I really love the Bhaers' school at Plumfield, and reading this chapter is like a wonderful lead-in to Little Men, which I love since I like that book even better.
Did you catch the fact that they admitted a black student? Alcott uses the word "quadroon," which was another word for someone who is a quarter black (I know cuz I Googled it, you see). The notes in my copy say that Alcott's father ran a private school that had to close because they enrolled a black student, and white families pulled their children out of the school in protest. So I'd say this is Alcott's way of fictionally righting that wrong.
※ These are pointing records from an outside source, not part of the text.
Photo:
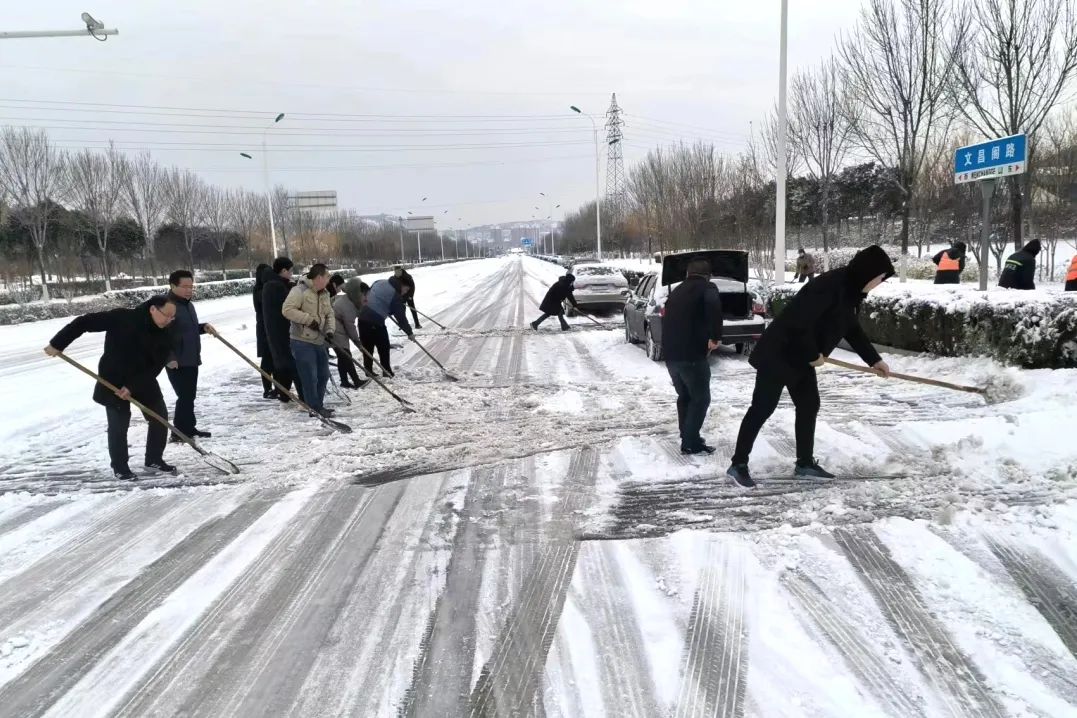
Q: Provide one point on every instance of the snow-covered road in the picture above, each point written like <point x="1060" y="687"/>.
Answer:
<point x="532" y="543"/>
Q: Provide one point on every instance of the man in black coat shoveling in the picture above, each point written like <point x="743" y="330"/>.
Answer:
<point x="691" y="329"/>
<point x="813" y="322"/>
<point x="553" y="304"/>
<point x="137" y="347"/>
<point x="277" y="285"/>
<point x="1020" y="269"/>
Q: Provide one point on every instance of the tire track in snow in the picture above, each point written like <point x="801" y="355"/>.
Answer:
<point x="441" y="683"/>
<point x="854" y="648"/>
<point x="511" y="680"/>
<point x="32" y="691"/>
<point x="1045" y="586"/>
<point x="961" y="685"/>
<point x="715" y="664"/>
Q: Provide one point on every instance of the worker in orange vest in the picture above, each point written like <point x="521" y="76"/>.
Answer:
<point x="950" y="263"/>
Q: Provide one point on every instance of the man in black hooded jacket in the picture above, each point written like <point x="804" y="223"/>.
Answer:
<point x="553" y="304"/>
<point x="1020" y="269"/>
<point x="137" y="347"/>
<point x="817" y="318"/>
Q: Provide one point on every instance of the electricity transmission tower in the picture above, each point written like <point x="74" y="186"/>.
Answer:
<point x="616" y="198"/>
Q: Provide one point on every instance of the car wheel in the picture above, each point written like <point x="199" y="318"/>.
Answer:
<point x="654" y="348"/>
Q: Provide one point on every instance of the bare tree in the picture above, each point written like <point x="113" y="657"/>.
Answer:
<point x="897" y="62"/>
<point x="145" y="198"/>
<point x="33" y="174"/>
<point x="185" y="193"/>
<point x="247" y="210"/>
<point x="822" y="129"/>
<point x="217" y="213"/>
<point x="1010" y="71"/>
<point x="96" y="185"/>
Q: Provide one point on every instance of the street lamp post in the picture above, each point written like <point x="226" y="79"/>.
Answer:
<point x="265" y="177"/>
<point x="598" y="201"/>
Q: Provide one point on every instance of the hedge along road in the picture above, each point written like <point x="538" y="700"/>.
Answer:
<point x="338" y="579"/>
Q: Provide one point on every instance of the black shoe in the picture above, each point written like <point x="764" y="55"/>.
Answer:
<point x="811" y="470"/>
<point x="741" y="476"/>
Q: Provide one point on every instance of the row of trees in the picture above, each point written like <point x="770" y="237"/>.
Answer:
<point x="64" y="213"/>
<point x="871" y="135"/>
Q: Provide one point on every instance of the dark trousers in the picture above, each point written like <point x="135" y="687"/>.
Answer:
<point x="267" y="367"/>
<point x="312" y="365"/>
<point x="184" y="381"/>
<point x="560" y="318"/>
<point x="803" y="391"/>
<point x="693" y="383"/>
<point x="120" y="420"/>
<point x="374" y="336"/>
<point x="346" y="367"/>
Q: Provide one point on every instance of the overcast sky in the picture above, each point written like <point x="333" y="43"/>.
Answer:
<point x="406" y="99"/>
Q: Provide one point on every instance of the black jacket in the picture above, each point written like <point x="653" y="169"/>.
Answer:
<point x="274" y="293"/>
<point x="554" y="301"/>
<point x="819" y="317"/>
<point x="136" y="350"/>
<point x="1020" y="269"/>
<point x="186" y="333"/>
<point x="693" y="318"/>
<point x="951" y="276"/>
<point x="264" y="271"/>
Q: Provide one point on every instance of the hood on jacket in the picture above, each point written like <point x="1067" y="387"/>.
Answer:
<point x="354" y="289"/>
<point x="866" y="265"/>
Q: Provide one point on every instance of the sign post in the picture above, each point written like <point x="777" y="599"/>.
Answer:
<point x="984" y="163"/>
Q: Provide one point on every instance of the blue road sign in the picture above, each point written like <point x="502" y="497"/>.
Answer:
<point x="990" y="159"/>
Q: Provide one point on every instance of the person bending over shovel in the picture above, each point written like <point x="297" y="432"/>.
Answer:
<point x="137" y="347"/>
<point x="813" y="322"/>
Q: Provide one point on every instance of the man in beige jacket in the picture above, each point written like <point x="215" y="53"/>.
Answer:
<point x="308" y="309"/>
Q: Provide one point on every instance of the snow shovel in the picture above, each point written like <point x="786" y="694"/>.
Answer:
<point x="907" y="377"/>
<point x="220" y="463"/>
<point x="335" y="425"/>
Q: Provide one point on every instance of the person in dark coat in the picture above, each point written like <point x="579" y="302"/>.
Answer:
<point x="137" y="347"/>
<point x="263" y="272"/>
<point x="951" y="264"/>
<point x="817" y="318"/>
<point x="274" y="293"/>
<point x="691" y="329"/>
<point x="408" y="281"/>
<point x="385" y="299"/>
<point x="553" y="304"/>
<point x="183" y="365"/>
<point x="1020" y="269"/>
For a year Jo and her Professor worked and waited, hoped and loved, met occasionally, and wrote such voluminous letters that the rise in the price of paper was accounted for, Laurie said (p. 431).
"Think what luxury -- Plumfield my own, and a wilderness of boys to enjoy it with me" (p. 432).
"I do think that families are the most beautiful things in all the world!" burst out Jo, who was in an unusually up-lifted frame of mind just then (p. 434).
Possible Discussion Questions:
Have you read Little Men and/or Jo's Boys? Which is your favorite of the three?